I am trying to model a database that needs a very high write throughput, and reasonable read throughput. I have a distributed set of systems that are adding "event" data into the database.
Currently, the id for the event record is a Guid. I have been reading that guids don't tend to create great indexes because their random distribution means that recent data will be scattered in the disk, which can lead to paging problems.
So here is the first assumption I would like to validate: I am assuming that I wan't to choose an _id that creates a right balanced tree, such as something like an autonumber. This would be beneficial because the 2 most recent events would essentially be right next to each other on disk. Is this a correct assumption?
Assuming that (1) is correct, then I am trying to work out the best way to generate such an id. I know Mongo natively supports ObjectId, which is convenient for applications that are ok tying their data to Mongo, but my application isn't such. Since there are multiple systems producing data, simulating an "auto-number" field is a little problematic because mongo doesn't support auto-number at the server side, so the producer would have to assign the id, which is hard if they don't know what the other systems are doing.
In order to solve for this, what I am considering doing is making the _id field a compound key on { localId, producerId } where local id is an autonumber that the producer can generate because producerId will make it unique. ProducerId is something that I can negotiate among producers so that they can come up with unique ids.
So here is my next question: If my goal is to get the most recent data from all producers, then { localId, producerId } should be the preferred key ordering since localId will be right-ist and producerId will be a small cluster, and I would prefer that the 2 most recent events stay local to each other. If I inverted that order, then my reasoning for how the tree would eventually look would be something like the following:
root
/ | \
p0 p1 p2
/ | \
e0..n e0..n e0..n
where p# is the producer Id, and e# is an event. This seems like it would fragment my index into p# clusters of data, and new events wouldn't necessarily be next to each other. My assumption for the preferred ordering should (please verify) look something like this instead:
root
/ | \
e0 e1 e2
/ | \
p0..n p0..n p0..n
which would seem to keep recent events near each other. ( I know that Mongo uses B-trees for indexes, but I am just trying to simplify the visual here ).

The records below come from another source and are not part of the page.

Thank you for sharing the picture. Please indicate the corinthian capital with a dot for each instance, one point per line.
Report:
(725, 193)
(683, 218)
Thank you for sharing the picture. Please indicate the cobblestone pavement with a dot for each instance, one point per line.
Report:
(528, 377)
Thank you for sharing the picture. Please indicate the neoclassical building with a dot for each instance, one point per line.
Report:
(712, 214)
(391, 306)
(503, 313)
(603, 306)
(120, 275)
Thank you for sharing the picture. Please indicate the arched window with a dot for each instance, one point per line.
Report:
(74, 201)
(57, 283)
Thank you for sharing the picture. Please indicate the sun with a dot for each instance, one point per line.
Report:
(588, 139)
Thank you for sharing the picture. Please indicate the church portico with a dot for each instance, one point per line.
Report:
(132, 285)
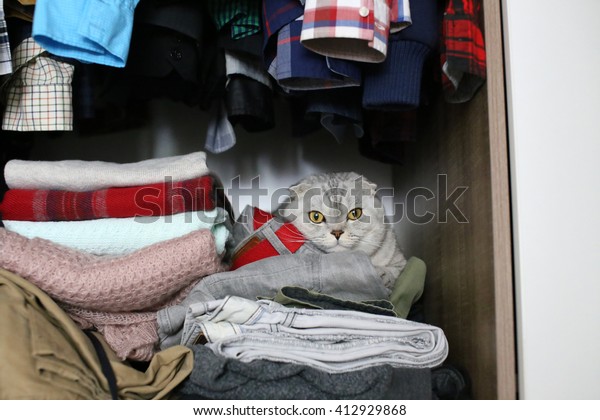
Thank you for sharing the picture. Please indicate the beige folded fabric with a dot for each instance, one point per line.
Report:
(44, 355)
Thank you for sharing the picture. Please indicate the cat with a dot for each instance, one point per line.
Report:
(339, 211)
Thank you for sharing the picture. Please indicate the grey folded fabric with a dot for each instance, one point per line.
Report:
(216, 377)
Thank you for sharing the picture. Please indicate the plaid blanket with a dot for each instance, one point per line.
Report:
(147, 200)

The only caveat to { localId, producerId } that I can see is that a common query by the user would be to list the most recent events by producer, which { producerId, localId } would actually handle much better. In order to get this query to work with { localId, producerId }, I am thinking that I will also need to add the producerId as a field to the document, and index that.
To be explicit about what my question here really is, I want to know if I am thinking about this problem correctly, or if there is an obviously better way to approach this.
Thanks